Em outro encontrar principal, os pesquisadores identificaram duas proteínas, chamadas FMRP e FXR1P, que regulam o RNA anormal que edita na desordem do espectro do autismo. FMRP aumenta o RNA que edita e FXR1P diminui o RNA que edita, Tran descobriu. O grupo do autismo tinha-se reduzido editar os níveis regulados por FMRP, assim como o RNA reduzido editando o macacão.

“Este é os primeiros dados fortes que mostram um largo e papel funcional directo para FMRP e FXR1P no cérebro humano e no autismo,” Xiao disse.

“Algo sobre que FMRP faz é claramente crítico à patogénese do autismo,” Geschwind disse. “Enfeite e sua mostra da equipe que estas duas proteínas relativas são provavelmente responsáveis para o RNA reduzido que edita, assim como a edição aumentada ocasional do RNA.”

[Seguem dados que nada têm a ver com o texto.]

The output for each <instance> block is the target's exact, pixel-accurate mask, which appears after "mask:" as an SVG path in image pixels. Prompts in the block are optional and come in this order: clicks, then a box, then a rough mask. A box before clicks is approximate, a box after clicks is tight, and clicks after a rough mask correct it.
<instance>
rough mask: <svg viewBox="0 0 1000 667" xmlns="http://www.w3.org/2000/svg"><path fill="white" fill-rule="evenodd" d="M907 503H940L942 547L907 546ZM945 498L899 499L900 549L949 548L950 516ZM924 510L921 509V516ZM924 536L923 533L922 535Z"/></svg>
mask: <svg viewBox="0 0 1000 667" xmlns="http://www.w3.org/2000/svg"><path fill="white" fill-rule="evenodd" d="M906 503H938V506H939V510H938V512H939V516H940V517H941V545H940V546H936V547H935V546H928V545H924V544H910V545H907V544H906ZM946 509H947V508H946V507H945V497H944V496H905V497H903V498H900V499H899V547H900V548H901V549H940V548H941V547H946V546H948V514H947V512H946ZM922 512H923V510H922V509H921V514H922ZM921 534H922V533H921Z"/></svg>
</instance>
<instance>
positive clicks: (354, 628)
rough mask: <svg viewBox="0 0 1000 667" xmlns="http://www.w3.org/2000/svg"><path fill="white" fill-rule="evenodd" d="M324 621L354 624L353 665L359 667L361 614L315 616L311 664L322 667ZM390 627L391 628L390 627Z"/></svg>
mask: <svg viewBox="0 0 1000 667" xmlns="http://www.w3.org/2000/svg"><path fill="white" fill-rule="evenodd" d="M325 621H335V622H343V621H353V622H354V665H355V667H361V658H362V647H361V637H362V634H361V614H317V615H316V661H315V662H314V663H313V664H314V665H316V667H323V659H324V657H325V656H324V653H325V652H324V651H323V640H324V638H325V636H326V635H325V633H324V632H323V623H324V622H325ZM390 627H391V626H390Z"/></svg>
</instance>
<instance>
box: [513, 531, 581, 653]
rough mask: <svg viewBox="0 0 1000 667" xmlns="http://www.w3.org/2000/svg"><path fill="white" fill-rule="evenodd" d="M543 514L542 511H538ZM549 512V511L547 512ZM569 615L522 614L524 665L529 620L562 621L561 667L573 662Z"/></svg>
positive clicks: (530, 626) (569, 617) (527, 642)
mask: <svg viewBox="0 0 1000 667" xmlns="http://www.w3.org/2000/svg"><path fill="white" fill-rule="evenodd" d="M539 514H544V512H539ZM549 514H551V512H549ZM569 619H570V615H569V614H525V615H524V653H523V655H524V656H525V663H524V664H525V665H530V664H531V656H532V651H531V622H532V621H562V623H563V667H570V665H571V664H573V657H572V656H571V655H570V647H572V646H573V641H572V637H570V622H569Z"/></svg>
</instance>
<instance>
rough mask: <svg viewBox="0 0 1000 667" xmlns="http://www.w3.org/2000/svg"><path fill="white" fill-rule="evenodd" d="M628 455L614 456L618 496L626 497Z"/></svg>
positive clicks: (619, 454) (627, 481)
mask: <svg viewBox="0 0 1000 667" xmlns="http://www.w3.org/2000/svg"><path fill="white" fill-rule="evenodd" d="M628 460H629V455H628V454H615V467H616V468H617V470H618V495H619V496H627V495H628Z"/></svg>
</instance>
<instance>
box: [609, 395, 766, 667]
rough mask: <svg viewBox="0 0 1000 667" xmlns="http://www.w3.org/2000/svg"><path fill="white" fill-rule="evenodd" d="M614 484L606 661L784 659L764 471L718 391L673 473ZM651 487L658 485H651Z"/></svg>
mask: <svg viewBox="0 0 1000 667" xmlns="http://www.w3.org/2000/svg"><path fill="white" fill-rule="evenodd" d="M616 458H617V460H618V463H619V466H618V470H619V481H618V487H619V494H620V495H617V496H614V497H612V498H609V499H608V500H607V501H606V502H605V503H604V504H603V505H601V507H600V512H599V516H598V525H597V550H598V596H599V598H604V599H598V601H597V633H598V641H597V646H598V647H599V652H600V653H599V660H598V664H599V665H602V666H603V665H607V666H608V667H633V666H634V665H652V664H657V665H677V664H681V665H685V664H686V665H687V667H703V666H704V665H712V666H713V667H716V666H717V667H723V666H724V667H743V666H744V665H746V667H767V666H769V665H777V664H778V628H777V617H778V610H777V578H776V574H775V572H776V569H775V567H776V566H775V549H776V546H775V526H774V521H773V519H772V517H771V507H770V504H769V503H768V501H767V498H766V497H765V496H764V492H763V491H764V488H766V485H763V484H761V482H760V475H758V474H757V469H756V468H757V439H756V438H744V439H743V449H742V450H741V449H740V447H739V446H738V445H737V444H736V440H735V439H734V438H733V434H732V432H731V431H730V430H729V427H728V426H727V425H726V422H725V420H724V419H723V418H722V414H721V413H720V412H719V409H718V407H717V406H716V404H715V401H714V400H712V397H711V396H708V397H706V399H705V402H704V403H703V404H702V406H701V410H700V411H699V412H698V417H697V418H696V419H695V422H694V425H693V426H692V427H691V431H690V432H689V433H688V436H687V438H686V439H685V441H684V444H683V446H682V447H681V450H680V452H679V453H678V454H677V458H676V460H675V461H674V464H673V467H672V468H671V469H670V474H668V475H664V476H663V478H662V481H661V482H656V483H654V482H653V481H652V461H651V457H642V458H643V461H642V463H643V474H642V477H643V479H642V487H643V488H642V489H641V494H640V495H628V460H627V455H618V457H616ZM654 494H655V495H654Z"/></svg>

É actualmente desconhecido, disse ele, se as mudanças que os povos com autismo tiveram na edição do RNA causaram seu autismo, contribuído à desordem ou era um resultado dele. “Nós não podemos atribuir a causalidade,” disse Geschwind, que elogiou a pesquisa da equipe de Xiao como “elegante e brilhante.”

A edição do RNA pode igualmente ser interrompida na esquizofrenia, na doença bipolar e na depressão do major. A equipa de investigação planeia continuar a estudar esta assim como outras doenças de cérebro.

Xiao e Tran replicated seus resultados analisando o córtice frontal de um grupo diferente de 22 povos que tiveram a desordem do espectro do autismo e um grupo de controle de 23 sem a desordem. Encontraram o mesmo teste padrão de editar a redução como encontraram originalmente, Tran disse.

Os pesquisadores encontraram o RNA que editam alterações nos genes da importância neurológica crítica ao autismo, incluindo CNTNAP2 e CNTNAP4, NRXN1 e NRXN3, ANK2, NOVA1 e RBFOX1.

Xiao e Tran usaram os métodos poderosos da bioinformática e das estatísticas para identificar o RNA que edita locais, incluindo um método similar a GIREMI que Xiao projetado em 2015 com Qing Zhang, um erudito pos-doctoral anterior em seu laboratório.

Na pesquisa por causas das doenças, a maioria de pesquisa centrou-se sobre a pesquisa por mutações no ADN. “O que faltava, até recentemente,” Xiao disse, “é procurar as mutações do RNA que não são codificadas no ADN. Estas mudanças no RNA podiam ter o impacto similar como mutações do ADN.”

Este estudo pode eventualmente conduzir aos tratamentos novos para o autismo, mas provavelmente não por muitos anos, os pesquisadores disseram.